ABSTRACT

Introduction This chapter discusses how, in the midst of the transformation of the World Order from the CWO to the NWO, progressive social forces in Britain and France sought to fashion radical and national alternatives to neo-liberalism. The previous four chapters assessed the impact of competing social forces and the transformation of the World Order on Western Europe’s welfare states, the ESM concept and the Social Europe discourse, focusing in particular on the role of hegemonic social forces in shaping and constraining these formations and ideas. This chapter, by contrast, evaluates the attempts of counter-hegemonic social forces – more specifically social democratic and socialist political parties, trade unions and other progressive social forces (i.e. the left) – to develop an enhanced social model on a national basis. That is to say, rather than merely defending the social democratic consensus which underpinned the CWO, with its particular balance of power between capital and labour, from the 1970s the left in Britain and in France sought to radically shift power and wealth from capital to labour and to deepen and widen the welfare state as part of a transition to socialism.
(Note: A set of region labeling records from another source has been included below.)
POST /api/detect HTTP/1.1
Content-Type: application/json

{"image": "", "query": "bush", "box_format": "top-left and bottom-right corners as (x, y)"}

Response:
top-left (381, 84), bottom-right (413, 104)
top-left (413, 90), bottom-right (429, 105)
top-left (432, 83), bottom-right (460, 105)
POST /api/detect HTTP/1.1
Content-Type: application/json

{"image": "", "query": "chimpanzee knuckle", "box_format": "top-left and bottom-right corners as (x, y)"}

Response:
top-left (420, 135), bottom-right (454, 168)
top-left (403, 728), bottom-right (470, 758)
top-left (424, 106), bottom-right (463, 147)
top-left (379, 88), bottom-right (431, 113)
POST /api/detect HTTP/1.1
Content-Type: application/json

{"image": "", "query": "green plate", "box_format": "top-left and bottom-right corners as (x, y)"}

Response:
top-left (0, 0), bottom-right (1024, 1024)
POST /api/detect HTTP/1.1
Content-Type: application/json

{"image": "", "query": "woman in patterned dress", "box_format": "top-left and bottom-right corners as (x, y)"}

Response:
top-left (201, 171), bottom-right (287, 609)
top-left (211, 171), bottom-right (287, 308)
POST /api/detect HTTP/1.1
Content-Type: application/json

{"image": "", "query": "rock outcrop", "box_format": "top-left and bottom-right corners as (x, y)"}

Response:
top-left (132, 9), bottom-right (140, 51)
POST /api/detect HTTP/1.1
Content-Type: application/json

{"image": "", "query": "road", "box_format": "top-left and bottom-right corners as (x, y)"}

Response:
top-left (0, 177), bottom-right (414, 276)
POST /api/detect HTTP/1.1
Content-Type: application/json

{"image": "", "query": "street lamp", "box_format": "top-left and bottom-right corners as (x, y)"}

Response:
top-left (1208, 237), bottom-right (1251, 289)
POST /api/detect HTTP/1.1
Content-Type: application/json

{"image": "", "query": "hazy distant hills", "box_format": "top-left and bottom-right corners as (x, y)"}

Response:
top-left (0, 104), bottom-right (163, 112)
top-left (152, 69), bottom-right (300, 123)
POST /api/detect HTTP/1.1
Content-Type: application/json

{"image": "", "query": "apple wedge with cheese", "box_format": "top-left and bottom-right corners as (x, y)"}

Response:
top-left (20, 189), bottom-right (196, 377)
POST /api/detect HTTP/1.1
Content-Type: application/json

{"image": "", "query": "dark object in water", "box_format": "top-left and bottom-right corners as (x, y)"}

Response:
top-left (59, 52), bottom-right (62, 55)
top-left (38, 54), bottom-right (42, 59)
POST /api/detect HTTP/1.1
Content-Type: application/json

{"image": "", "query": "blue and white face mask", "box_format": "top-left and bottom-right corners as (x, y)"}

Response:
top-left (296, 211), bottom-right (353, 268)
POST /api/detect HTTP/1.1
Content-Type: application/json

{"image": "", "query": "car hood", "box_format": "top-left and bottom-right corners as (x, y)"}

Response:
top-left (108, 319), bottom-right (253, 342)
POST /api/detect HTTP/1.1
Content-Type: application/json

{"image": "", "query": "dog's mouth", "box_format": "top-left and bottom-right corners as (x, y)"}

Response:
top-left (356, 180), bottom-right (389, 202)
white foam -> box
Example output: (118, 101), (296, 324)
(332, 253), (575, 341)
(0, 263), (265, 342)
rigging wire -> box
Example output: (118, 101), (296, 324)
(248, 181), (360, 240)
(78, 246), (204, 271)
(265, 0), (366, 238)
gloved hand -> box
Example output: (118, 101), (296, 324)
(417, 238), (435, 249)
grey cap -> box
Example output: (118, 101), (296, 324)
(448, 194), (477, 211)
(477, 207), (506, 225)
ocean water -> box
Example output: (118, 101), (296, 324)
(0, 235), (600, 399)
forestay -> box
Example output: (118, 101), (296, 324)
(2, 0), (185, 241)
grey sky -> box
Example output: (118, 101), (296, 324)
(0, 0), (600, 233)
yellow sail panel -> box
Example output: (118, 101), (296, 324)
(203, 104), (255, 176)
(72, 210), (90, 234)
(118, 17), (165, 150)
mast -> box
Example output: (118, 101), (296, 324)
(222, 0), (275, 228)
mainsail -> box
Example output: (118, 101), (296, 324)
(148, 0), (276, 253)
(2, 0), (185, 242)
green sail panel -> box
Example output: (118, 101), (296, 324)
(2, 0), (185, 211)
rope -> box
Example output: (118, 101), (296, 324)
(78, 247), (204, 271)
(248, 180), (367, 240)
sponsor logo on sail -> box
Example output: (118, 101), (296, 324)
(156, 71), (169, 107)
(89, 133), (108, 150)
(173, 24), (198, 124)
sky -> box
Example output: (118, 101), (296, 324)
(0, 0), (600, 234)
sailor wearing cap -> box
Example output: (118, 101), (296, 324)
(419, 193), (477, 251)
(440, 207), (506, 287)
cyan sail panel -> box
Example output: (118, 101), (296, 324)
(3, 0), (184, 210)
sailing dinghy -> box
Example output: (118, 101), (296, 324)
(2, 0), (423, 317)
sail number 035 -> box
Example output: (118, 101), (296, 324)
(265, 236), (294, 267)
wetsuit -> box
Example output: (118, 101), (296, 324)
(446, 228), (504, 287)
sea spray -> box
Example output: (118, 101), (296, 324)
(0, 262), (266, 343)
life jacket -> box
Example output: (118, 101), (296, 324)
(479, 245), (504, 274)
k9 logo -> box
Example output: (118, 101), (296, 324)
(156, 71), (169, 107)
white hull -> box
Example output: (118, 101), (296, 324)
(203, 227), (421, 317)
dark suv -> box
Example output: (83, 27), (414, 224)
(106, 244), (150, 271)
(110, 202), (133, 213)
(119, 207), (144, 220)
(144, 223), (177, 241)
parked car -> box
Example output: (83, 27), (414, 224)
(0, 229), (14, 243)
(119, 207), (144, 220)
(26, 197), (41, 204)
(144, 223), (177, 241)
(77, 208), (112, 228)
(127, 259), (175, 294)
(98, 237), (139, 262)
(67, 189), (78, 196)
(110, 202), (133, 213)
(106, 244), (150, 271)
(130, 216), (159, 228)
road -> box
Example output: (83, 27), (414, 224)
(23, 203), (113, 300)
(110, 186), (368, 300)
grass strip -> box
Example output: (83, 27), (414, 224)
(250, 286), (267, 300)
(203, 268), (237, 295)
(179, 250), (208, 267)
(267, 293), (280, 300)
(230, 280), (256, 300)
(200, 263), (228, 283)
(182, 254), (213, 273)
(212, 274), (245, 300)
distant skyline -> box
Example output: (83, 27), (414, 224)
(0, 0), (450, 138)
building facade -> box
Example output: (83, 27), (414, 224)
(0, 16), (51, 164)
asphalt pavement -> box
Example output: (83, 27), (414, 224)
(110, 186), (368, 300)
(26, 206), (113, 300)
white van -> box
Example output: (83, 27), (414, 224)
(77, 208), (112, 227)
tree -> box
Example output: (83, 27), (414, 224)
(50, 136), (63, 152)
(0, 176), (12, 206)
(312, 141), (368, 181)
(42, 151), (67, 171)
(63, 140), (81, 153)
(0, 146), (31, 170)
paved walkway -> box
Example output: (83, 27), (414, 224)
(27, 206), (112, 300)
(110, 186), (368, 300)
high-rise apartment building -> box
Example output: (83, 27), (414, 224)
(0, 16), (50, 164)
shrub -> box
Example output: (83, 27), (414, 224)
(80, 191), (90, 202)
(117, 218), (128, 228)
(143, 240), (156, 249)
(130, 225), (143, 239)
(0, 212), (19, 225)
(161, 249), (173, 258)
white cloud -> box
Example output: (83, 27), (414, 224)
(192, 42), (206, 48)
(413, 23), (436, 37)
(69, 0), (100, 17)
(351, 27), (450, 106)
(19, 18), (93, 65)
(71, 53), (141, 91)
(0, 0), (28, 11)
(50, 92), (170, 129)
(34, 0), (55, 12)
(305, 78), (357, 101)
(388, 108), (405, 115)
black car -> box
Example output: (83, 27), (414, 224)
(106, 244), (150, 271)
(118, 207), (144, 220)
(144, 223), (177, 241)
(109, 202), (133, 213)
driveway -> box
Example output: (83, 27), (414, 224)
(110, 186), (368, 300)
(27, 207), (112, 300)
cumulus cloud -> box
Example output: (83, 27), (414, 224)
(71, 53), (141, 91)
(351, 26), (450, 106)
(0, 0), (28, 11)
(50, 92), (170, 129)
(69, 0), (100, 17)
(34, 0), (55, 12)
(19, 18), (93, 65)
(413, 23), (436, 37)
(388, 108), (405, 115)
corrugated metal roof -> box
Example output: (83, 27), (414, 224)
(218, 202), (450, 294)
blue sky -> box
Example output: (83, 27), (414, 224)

The chapter advances three main arguments. First, that the social democratic consensus underpinning the CWO – more specifically its economic, ideological and institutional arrangements – was relatively conducive to the construction of an enhanced social model on a national basis. Second, that although the British and French experiments ended in failure, there was nothing inevitable about this; these attempts at reflation encountered a range of problems, many of which were anticipated, but they were not intrinsically flawed. Third, that these experiments provide some valuable lessons for contemporary progressive social forces that are seeking to defend Europe’s social models against globalization and neo-liberalism. The chapter is divided into four main sections. The first section explores the nature of the economic crisis during the 1970s, which precipitated the transformation of the World Order, and notes the very different solutions to the economic crisis that were advanced. The second section provides an overview of the development of the British left’s AES during the 1970s and 1980s and evaluates why successive Labour governments failed to implement such a programme. The third section provides an overview of the development of the French left’s

Programme Commun du Gouvernement (PCG) during the 1970s and reviews the results of the Mitterrand experiment during the early 1980s. The fourth section looks at some of the broader lessons that can be drawn from these experiments, for social democracy and progressive social forces more generally.